Whether it’s a windfall effect or real conviction, brands have begun to use their reputation and their striking power to serve a social cause, to campaign relentlessly for a more responsible, more sustainable and more just world.

Depop campaign, Design.studio

Containment: unexpected allies.

Badoo campaign, Build Hollywood - Alice Skinner

2020, the stop is brutal. For many people, staying at home, having a drink on the terrace or simply slowing down, was no longer a personal choice but a civic duty. A national introspection began. Yes, but face cam’. As the escapes withered, as the complexes returned, depression set in. The recourse to plastic surgery boomed, along with the taking of antidepressants and anxiolytics. A difficult period that weakened the morale of some and revealed the solitude of others.

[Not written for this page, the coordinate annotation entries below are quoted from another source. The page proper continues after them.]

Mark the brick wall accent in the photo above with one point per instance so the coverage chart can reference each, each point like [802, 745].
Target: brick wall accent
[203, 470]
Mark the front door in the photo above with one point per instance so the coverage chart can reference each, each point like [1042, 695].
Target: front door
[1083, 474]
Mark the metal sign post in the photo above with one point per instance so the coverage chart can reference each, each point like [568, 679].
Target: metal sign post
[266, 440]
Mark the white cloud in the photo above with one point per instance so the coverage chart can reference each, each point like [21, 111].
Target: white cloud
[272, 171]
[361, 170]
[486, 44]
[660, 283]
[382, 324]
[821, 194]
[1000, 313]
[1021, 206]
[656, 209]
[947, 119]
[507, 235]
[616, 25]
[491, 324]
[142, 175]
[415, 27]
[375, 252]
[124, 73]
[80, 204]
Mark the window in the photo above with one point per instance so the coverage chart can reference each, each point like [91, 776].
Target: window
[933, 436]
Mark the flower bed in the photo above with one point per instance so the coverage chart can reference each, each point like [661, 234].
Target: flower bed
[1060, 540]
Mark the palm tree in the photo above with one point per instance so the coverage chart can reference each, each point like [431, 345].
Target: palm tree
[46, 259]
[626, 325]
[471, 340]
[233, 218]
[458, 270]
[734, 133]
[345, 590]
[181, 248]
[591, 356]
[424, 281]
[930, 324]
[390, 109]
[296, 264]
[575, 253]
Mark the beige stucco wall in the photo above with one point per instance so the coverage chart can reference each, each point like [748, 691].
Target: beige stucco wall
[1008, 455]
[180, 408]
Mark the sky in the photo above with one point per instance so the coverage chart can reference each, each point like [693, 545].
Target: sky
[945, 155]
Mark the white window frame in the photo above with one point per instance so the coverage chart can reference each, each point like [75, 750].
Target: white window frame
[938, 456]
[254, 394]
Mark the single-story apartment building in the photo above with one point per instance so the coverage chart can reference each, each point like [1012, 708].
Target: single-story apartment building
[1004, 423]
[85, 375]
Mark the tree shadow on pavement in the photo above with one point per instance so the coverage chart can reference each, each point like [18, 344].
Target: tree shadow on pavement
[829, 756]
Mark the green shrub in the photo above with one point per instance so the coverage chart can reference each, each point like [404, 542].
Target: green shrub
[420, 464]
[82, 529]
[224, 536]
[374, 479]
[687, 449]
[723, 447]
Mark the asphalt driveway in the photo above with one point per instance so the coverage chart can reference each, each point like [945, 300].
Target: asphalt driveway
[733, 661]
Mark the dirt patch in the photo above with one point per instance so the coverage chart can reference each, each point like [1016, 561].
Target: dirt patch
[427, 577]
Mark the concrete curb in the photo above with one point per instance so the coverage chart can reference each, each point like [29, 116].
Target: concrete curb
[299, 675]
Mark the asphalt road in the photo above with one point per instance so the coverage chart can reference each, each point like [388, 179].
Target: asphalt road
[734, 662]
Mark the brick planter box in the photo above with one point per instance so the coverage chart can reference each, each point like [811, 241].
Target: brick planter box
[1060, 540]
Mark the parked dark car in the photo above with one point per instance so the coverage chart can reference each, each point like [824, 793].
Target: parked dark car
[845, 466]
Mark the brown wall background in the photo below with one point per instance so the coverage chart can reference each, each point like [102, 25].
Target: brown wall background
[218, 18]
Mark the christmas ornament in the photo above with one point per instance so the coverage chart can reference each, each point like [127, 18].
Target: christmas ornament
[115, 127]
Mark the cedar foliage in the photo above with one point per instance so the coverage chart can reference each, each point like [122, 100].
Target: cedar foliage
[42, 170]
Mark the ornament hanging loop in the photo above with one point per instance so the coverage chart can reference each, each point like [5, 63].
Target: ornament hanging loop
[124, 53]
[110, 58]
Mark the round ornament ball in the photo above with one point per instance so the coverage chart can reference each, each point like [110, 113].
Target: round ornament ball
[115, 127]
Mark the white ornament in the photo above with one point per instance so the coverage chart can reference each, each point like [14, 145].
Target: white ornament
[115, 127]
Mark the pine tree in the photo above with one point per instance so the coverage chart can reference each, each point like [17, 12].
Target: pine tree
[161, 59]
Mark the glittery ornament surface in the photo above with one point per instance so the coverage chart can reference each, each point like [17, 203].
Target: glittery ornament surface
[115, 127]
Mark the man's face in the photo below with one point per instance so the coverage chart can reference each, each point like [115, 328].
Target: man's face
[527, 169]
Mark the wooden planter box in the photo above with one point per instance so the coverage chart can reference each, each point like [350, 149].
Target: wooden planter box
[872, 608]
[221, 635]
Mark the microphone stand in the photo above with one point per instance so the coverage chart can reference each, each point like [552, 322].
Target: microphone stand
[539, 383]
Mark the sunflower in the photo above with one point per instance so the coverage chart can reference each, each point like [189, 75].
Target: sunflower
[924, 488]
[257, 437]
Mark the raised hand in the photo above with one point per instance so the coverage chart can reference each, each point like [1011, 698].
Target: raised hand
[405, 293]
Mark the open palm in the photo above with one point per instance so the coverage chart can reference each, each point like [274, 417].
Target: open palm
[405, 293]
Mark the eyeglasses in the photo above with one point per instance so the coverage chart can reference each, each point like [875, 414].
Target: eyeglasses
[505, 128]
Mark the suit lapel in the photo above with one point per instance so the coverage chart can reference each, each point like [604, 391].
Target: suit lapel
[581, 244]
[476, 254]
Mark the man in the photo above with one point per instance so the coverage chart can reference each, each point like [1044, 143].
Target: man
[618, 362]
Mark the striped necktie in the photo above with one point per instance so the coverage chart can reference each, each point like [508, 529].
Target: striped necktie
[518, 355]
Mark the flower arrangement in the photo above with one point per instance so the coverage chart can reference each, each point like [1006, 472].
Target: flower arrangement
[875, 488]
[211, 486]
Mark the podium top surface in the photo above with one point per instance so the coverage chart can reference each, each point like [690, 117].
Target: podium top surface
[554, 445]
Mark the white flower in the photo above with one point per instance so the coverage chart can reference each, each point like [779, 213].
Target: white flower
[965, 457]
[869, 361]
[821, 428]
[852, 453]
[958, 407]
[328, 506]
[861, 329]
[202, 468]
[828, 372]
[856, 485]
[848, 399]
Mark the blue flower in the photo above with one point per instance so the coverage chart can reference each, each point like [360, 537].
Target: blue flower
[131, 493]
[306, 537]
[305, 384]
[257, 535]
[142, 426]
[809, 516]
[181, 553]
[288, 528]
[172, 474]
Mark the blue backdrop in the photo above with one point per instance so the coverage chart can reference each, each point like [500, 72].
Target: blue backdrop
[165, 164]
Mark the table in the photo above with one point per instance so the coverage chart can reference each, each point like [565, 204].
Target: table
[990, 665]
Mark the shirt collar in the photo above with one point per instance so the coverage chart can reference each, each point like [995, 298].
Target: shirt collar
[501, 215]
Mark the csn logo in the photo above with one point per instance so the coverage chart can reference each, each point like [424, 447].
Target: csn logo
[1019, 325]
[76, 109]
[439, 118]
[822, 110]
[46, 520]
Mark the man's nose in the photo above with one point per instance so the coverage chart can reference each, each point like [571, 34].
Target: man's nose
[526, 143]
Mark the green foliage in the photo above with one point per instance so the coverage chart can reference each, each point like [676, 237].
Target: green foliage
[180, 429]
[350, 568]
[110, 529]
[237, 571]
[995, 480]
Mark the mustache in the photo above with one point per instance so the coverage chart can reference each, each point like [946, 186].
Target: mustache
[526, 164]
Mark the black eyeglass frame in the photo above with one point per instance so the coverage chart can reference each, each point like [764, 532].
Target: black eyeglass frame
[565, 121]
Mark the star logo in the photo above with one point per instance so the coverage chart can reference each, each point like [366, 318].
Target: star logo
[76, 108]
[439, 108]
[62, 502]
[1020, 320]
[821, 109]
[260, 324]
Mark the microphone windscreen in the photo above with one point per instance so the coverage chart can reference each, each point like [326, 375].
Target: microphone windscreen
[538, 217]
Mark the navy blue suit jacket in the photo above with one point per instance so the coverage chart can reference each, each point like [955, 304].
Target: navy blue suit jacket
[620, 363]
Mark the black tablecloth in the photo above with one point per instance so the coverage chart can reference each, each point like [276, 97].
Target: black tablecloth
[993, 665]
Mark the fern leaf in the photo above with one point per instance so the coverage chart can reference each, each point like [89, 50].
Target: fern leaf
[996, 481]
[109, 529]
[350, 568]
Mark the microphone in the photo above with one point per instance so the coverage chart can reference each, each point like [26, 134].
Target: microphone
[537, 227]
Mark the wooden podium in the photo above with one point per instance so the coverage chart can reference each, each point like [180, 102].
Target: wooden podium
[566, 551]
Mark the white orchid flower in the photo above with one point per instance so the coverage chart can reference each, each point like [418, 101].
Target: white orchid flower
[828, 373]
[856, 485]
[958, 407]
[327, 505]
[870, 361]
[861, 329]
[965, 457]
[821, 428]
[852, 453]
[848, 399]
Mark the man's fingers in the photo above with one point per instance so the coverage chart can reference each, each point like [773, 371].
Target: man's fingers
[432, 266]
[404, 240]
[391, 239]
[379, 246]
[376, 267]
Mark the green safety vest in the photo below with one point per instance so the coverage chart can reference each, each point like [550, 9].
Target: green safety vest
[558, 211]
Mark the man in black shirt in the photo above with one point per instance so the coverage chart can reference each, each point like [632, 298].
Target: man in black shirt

In this gloomy context, companies have mobilized, brands have integrated our daily life as never before. By playing elbows to the wall to offer us the most entertaining activities, they have made our mailboxes and social networks look like digital summer camps. Deprived of social links, they have saved us from total passivity. Constantly at our side, they made us “think about something else” and were our last refuge against isolation. Unhoped-for allies.

Altruistic brands: time for "brand support"?

Sex Education's little manual , Netflix - Charlotte Abramow

But in the face of this unprecedented economic and social event, companies have also reviewed their relationship with themselves and with society. Full of certainties, as much as convictions, they have given us hope for a better world, the one “after”.
The one, minimalist and full of common sense, where we refocus on the essentials after decades of digital pretenses and unbridled consumption.
In this idealized world, brands rise above their sole mercantile objective to develop a new type of content, a form of “brand support”. They take care of us and listen to us, accompanying us and guiding us well beyond their own products. They approach doctors, teachers, and professionals to give us expert advice and take advantage of their notoriety to capture our attention and ensure our well-being. They show a welcome support in these times when even more than the relationship to oneself, we must question our relationship with others.

So, in the era of pact laws, B-corp and other committed labels, don’t brands have a new mission? That of fully and definitively reconciling us with ourselves so that we in turn reconcile ourselves with others, all others.